Tata Motors Data Breach: Security Flaws Fixed

Tata Motors Addresses Security Vulnerabilities

Tata Motors, a leading automotive manufacturer based in India, recently resolved a number of security weaknesses. These flaws potentially exposed confidential internal data, encompassing customer personal details, internal reports, and information pertaining to its dealer network.

Discovery of the Flaws

Security researcher Eaton Zveare alerted TechCrunch to the discovery of these vulnerabilities within Tata Motors’ E-Dukaan unit. This platform serves as an e-commerce portal for procuring spare parts for commercial vehicles manufactured by Tata.

Tata Motors, with its headquarters in Mumbai, is a significant producer of passenger vehicles, alongside commercial and defense vehicles. The company maintains a global footprint, operating in 125 countries and managing seven assembly plants, as detailed on its official website.

Exposed Data Details

Zveare’s investigation revealed that the portal’s web source code contained private keys. These keys granted access to modify data within Tata Motors’ account on Amazon Web Services (AWS). This discovery was documented in a blog post by the researcher.

The compromised data included hundreds of thousands of invoices.

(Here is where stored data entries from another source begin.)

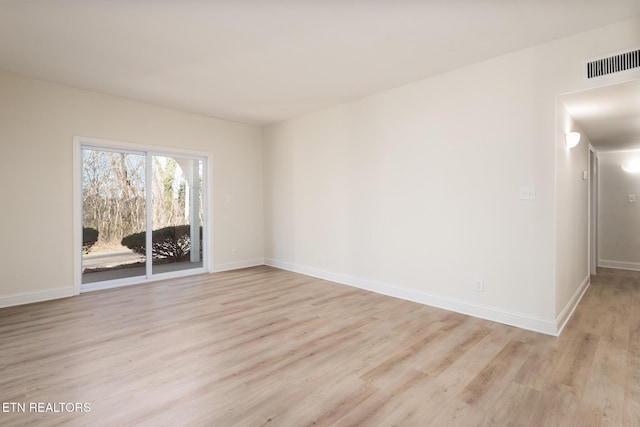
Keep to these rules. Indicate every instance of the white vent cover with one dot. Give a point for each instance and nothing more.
(613, 64)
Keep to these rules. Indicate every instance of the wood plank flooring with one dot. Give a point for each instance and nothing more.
(262, 346)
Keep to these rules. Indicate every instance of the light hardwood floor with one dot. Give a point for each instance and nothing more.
(267, 347)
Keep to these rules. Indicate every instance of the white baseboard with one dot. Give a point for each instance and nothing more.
(31, 297)
(623, 265)
(216, 268)
(568, 310)
(494, 314)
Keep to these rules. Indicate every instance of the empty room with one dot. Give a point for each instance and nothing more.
(306, 212)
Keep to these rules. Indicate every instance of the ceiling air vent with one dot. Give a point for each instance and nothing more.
(613, 64)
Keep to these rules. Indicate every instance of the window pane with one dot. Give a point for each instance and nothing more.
(177, 213)
(113, 215)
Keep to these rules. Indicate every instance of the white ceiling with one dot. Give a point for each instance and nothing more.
(260, 61)
(609, 116)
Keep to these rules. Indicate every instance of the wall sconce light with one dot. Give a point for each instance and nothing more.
(631, 166)
(571, 139)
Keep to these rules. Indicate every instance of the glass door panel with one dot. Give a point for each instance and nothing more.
(113, 215)
(177, 212)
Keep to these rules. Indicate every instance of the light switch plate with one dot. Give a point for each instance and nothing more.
(527, 192)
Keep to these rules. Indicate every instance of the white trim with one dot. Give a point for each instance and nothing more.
(623, 265)
(217, 268)
(137, 280)
(77, 215)
(494, 314)
(31, 297)
(567, 312)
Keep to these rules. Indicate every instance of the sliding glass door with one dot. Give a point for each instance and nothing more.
(177, 213)
(142, 215)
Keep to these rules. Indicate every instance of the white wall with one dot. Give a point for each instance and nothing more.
(572, 216)
(37, 123)
(619, 220)
(414, 192)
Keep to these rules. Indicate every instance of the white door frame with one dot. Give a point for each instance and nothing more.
(80, 142)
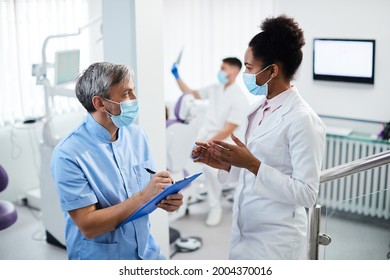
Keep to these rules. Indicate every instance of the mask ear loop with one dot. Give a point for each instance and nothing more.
(107, 112)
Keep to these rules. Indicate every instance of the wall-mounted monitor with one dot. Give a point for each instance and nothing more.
(344, 60)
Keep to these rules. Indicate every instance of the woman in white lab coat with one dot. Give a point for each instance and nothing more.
(277, 159)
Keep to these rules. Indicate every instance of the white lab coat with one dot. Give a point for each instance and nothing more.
(269, 216)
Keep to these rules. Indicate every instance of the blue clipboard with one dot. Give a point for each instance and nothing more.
(151, 205)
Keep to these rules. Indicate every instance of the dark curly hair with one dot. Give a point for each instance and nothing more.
(281, 40)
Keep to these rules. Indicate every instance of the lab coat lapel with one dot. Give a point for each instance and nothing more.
(274, 120)
(251, 111)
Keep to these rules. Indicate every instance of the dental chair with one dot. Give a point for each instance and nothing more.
(8, 214)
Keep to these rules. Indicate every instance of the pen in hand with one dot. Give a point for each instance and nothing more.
(150, 171)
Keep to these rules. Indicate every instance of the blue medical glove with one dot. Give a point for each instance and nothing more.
(175, 71)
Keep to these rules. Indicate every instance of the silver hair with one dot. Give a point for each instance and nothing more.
(98, 79)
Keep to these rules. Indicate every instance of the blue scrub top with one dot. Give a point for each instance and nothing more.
(89, 169)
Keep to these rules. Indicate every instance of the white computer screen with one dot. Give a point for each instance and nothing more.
(344, 58)
(67, 66)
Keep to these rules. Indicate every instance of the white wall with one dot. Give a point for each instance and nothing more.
(20, 153)
(360, 19)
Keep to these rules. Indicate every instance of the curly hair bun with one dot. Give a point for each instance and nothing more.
(285, 30)
(280, 41)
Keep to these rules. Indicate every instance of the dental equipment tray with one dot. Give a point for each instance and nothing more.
(151, 205)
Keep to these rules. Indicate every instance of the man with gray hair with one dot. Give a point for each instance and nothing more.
(99, 172)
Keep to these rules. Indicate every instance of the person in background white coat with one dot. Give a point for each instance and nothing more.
(228, 105)
(277, 160)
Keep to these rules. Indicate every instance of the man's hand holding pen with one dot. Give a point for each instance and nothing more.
(158, 182)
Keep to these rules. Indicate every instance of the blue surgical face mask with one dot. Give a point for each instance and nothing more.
(250, 83)
(222, 77)
(129, 111)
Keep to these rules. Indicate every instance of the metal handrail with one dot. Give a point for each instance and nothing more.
(335, 173)
(355, 166)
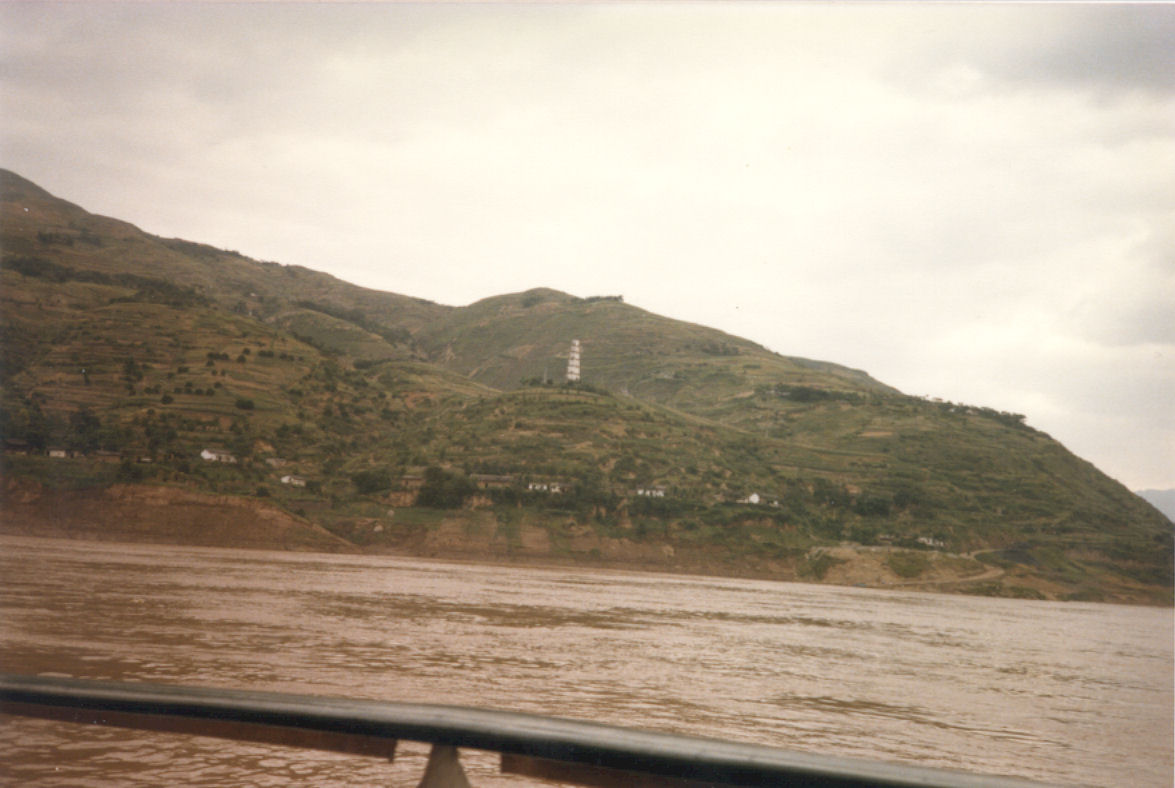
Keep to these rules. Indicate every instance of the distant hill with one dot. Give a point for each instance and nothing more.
(415, 426)
(1161, 499)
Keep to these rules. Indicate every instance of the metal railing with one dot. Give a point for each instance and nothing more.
(568, 751)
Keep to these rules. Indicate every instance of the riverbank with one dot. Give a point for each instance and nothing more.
(161, 514)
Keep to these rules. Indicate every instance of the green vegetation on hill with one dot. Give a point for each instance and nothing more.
(402, 417)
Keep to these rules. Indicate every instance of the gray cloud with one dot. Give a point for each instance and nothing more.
(930, 193)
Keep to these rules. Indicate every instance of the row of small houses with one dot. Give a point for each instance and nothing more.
(409, 482)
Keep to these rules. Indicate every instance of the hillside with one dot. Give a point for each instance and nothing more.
(421, 428)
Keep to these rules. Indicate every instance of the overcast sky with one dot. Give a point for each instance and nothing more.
(974, 202)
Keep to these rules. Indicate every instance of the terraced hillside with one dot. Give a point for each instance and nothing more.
(401, 424)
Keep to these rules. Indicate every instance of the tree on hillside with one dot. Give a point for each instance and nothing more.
(373, 480)
(444, 490)
(85, 431)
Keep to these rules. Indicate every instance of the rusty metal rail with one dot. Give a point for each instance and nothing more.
(573, 752)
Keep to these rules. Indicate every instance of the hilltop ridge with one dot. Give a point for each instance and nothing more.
(400, 424)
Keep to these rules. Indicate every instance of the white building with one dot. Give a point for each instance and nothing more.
(573, 362)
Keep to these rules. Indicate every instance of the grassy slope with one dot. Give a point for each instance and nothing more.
(338, 379)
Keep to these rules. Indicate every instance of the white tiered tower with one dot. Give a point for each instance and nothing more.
(573, 362)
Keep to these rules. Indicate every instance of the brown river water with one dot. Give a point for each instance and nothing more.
(1065, 693)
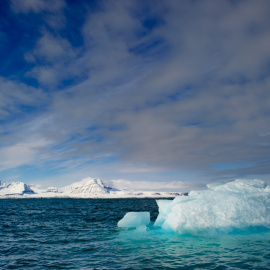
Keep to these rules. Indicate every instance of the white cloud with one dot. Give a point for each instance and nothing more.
(20, 154)
(36, 6)
(176, 186)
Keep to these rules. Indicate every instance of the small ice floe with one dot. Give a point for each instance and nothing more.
(137, 220)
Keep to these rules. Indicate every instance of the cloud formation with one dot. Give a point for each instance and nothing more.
(139, 87)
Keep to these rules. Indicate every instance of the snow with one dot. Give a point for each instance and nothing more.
(241, 205)
(88, 186)
(15, 188)
(135, 219)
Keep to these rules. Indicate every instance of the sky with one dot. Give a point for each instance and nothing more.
(147, 93)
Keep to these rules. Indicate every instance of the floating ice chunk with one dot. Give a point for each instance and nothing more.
(141, 228)
(240, 205)
(164, 207)
(134, 219)
(240, 185)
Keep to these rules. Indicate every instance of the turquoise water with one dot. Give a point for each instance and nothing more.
(83, 234)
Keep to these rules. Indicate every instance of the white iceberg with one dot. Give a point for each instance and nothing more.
(240, 205)
(135, 220)
(15, 188)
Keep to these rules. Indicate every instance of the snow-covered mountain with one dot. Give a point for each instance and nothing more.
(86, 188)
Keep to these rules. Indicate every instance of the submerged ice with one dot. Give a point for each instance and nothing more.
(241, 205)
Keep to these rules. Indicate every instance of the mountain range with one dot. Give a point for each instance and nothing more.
(86, 188)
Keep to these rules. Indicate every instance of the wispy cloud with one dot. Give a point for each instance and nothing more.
(160, 86)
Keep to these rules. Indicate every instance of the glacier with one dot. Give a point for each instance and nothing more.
(86, 188)
(237, 206)
(15, 188)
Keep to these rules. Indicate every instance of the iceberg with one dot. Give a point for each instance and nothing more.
(15, 188)
(238, 206)
(135, 219)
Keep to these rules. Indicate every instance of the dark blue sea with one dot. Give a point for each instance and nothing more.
(83, 234)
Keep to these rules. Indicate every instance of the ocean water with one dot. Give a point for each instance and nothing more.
(83, 234)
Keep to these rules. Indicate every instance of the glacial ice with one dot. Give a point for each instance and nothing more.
(238, 206)
(135, 219)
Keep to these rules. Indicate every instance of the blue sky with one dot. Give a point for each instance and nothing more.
(164, 91)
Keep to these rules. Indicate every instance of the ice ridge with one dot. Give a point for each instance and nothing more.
(238, 206)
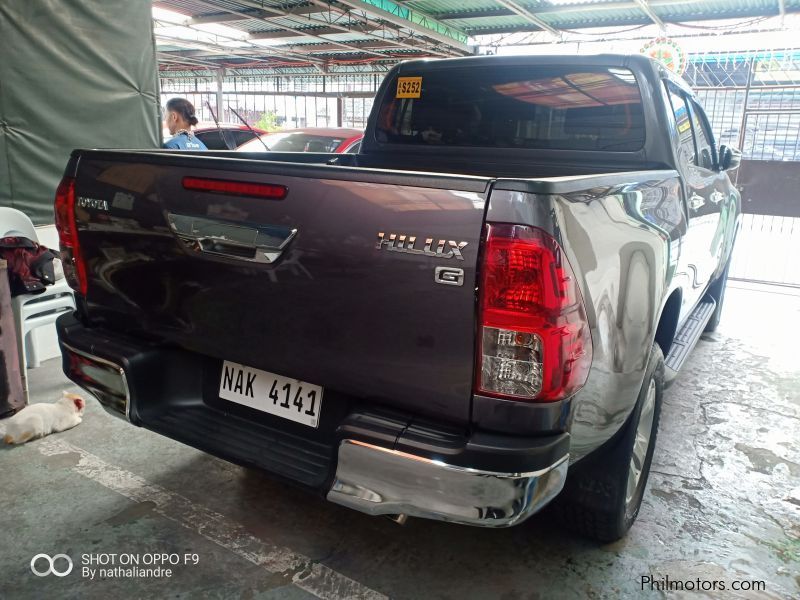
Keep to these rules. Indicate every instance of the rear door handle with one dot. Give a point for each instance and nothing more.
(231, 239)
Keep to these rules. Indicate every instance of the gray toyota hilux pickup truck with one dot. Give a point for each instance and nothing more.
(473, 317)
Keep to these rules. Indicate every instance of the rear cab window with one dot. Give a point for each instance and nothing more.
(540, 107)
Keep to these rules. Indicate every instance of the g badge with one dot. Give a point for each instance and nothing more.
(449, 276)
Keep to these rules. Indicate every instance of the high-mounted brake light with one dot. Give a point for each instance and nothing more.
(236, 188)
(71, 258)
(534, 339)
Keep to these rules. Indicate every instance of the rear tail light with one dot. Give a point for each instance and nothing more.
(534, 341)
(71, 259)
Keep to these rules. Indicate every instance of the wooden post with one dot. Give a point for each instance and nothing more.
(12, 397)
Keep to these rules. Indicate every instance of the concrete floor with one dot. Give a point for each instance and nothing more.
(723, 503)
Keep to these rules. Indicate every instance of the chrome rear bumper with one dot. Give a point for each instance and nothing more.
(380, 481)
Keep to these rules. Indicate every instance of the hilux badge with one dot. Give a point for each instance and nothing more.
(405, 243)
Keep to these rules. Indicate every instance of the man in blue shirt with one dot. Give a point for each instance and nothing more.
(179, 120)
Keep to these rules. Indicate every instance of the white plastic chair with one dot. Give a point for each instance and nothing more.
(34, 310)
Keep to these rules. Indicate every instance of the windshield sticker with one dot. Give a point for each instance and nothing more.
(409, 87)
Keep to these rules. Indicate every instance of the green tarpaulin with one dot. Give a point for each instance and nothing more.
(73, 74)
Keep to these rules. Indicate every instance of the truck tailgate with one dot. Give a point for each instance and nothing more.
(299, 286)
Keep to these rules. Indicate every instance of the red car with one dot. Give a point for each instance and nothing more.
(226, 137)
(308, 139)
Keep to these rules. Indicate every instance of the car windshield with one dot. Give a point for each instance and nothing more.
(542, 107)
(293, 142)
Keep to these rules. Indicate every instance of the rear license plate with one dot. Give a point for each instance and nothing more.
(291, 399)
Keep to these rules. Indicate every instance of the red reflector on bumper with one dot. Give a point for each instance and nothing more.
(236, 188)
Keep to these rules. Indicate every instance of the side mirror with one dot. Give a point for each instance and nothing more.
(729, 158)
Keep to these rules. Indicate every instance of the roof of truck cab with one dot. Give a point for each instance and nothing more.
(614, 60)
(324, 131)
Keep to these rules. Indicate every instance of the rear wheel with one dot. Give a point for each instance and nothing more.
(604, 491)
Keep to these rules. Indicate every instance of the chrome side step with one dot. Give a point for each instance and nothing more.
(686, 338)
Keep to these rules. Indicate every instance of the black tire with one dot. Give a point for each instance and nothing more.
(717, 291)
(594, 501)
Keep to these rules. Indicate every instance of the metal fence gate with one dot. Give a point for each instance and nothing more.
(289, 102)
(753, 103)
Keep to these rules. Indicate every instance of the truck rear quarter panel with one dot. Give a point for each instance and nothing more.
(621, 234)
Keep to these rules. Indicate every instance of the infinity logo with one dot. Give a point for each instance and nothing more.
(52, 567)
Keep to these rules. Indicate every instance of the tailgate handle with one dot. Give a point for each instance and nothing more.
(231, 239)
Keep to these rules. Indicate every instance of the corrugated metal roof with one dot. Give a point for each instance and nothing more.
(313, 32)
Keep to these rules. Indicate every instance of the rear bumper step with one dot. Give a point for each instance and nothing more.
(381, 481)
(376, 461)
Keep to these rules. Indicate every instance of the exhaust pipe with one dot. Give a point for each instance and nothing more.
(399, 519)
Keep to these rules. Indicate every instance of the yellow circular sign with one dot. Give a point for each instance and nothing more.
(667, 52)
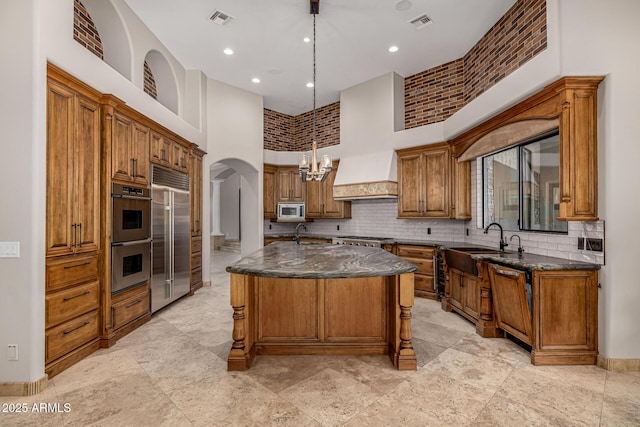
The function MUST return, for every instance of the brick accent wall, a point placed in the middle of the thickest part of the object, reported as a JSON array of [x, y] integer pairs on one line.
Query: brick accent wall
[[294, 133], [327, 127], [278, 131], [434, 95], [517, 37], [149, 82], [84, 30]]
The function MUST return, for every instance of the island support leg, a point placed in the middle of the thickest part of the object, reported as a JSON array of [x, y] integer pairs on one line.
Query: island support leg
[[242, 351], [403, 355]]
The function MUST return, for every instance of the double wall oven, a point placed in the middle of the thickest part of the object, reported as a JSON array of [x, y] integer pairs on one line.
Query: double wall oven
[[130, 237]]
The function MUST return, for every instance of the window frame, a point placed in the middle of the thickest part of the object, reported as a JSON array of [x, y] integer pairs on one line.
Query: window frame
[[519, 146]]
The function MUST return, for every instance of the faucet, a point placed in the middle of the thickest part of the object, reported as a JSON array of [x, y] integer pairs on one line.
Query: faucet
[[297, 238], [520, 248], [503, 243]]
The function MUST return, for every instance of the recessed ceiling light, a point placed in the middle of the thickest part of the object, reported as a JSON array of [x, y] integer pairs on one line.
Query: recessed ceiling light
[[403, 5]]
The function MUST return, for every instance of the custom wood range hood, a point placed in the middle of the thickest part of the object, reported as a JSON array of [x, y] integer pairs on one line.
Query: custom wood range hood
[[367, 176]]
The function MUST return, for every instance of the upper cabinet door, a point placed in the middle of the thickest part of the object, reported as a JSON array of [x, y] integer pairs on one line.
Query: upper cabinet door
[[73, 172], [60, 171], [409, 185], [121, 157], [140, 154], [87, 175], [436, 183]]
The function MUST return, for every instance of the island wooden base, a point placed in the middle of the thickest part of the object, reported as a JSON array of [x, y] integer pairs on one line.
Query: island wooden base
[[350, 316]]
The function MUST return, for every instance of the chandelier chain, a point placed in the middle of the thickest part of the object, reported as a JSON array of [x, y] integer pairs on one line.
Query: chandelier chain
[[314, 77]]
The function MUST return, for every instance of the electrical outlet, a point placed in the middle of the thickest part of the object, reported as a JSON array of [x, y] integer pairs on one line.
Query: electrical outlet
[[594, 245], [12, 352]]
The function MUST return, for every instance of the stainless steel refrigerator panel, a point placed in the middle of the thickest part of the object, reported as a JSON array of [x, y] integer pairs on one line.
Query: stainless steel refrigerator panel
[[182, 243], [171, 224], [161, 271]]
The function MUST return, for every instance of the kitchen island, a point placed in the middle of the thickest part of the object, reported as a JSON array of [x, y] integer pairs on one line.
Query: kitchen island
[[321, 299]]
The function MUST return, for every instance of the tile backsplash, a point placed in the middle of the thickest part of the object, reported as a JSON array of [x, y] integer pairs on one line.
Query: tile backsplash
[[377, 217]]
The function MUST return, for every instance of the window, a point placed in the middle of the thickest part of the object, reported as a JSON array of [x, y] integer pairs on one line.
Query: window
[[521, 186]]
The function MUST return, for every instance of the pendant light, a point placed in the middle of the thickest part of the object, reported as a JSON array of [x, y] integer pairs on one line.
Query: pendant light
[[314, 171]]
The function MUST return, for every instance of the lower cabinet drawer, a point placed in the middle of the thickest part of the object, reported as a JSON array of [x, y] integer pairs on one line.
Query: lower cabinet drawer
[[196, 276], [425, 266], [423, 282], [415, 251], [64, 305], [196, 244], [71, 335], [127, 310], [71, 271], [196, 260]]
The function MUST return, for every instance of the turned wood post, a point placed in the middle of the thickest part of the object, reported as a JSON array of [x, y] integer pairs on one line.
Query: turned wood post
[[406, 355], [238, 359]]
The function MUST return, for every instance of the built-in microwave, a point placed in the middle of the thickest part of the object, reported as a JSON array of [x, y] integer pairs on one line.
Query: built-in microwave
[[130, 264], [290, 211], [131, 207]]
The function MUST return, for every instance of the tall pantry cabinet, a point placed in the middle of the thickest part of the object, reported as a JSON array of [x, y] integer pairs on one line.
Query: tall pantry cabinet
[[93, 141], [72, 288]]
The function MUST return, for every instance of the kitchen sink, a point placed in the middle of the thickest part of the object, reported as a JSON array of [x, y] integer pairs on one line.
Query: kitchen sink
[[477, 250], [460, 258]]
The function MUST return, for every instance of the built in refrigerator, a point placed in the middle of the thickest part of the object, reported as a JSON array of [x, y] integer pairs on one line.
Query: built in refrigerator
[[171, 234]]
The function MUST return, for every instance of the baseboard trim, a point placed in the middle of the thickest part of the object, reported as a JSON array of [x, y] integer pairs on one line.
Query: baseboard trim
[[24, 389], [618, 364]]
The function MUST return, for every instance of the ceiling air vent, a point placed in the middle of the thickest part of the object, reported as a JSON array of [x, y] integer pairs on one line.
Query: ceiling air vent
[[420, 21], [220, 17]]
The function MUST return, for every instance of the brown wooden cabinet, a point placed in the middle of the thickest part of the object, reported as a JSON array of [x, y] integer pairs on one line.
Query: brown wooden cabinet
[[556, 313], [269, 180], [290, 186], [161, 150], [180, 157], [319, 199], [464, 294], [73, 172], [424, 178], [423, 258], [72, 281], [196, 220], [130, 150], [569, 105]]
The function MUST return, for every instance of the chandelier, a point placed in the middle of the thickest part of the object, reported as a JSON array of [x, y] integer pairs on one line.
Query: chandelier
[[314, 170]]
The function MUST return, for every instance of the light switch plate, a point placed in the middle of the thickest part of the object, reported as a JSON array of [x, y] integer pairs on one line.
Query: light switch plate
[[9, 249]]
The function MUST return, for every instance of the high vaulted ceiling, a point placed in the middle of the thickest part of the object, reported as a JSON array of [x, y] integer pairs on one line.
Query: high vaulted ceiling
[[352, 36]]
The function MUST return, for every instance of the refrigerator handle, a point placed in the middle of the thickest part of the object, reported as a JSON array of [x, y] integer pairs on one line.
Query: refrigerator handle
[[172, 243]]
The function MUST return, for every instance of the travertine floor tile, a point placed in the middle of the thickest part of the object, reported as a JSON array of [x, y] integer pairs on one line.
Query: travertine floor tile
[[238, 400], [172, 371], [329, 397]]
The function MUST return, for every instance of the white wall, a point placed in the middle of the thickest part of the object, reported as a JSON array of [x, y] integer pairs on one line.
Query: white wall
[[235, 139], [230, 208], [33, 32], [600, 39], [22, 168]]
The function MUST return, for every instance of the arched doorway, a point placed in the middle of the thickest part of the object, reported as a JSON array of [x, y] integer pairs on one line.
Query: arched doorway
[[236, 212]]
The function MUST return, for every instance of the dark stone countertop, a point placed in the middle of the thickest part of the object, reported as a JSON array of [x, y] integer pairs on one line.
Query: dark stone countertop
[[320, 260], [509, 258], [535, 262]]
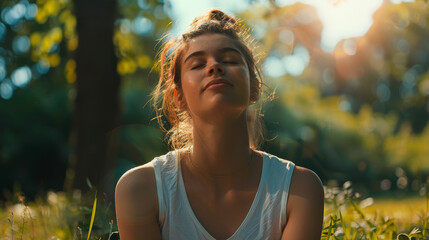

These invoices contained sensitive customer information, such as full names, postal addresses, and the Permanent Account Number (PAN) – a unique 10-digit identifier issued by the Indian government.

To avoid triggering alarms or incurring substantial data egress charges for Tata Motors, the researcher refrained from attempting to extract large volumes of data or download excessively large files.

Further Vulnerabilities Identified

The researcher also identified backups of MySQL databases and Apache Parquet files. These files contained various pieces of private customer information and internal communications.

Access to over 70 terabytes of data related to Tata Motors’ FleetEdge fleet-tracking software was also possible through the exposed AWS keys. Furthermore, Zveare uncovered backdoor administrative access to a Tableau account, holding data on over 8,000 users.

With server administrator privileges, complete access to all data was attainable. This included internal financial reports, performance analyses, dealer performance evaluations, and a range of dashboards.

API Access Compromised

The exposed data also encompassed API access to Tata Motors’ fleet management platform, Azuga. This platform supports the company’s test drive website.

Reporting and Remediation

Upon discovering these issues in August 2023, Zveare reported them to Tata Motors via the Indian Computer Emergency Response Team (CERT-In). In October 2023, Tata Motors informed Zveare that it was actively addressing the AWS-related vulnerabilities after initially securing the identified loopholes.

However, the company did not provide a specific timeline for the completion of these fixes.

Tata Motors’ Response

Tata Motors confirmed to TechCrunch that all reported flaws were rectified in 2023. However, the company declined to state whether affected customers were notified about the potential exposure of their information.

Sudeep Bhalla, Head of Communications at Tata Motors, stated that the identified flaws and vulnerabilities were thoroughly investigated and fully addressed following their detection in 2023.

Bhalla further emphasized that the company’s infrastructure undergoes regular audits by leading cybersecurity firms. They also maintain comprehensive access logs to monitor for unauthorized activity and actively collaborate with industry experts and security researchers to enhance their security measures and mitigate potential risks.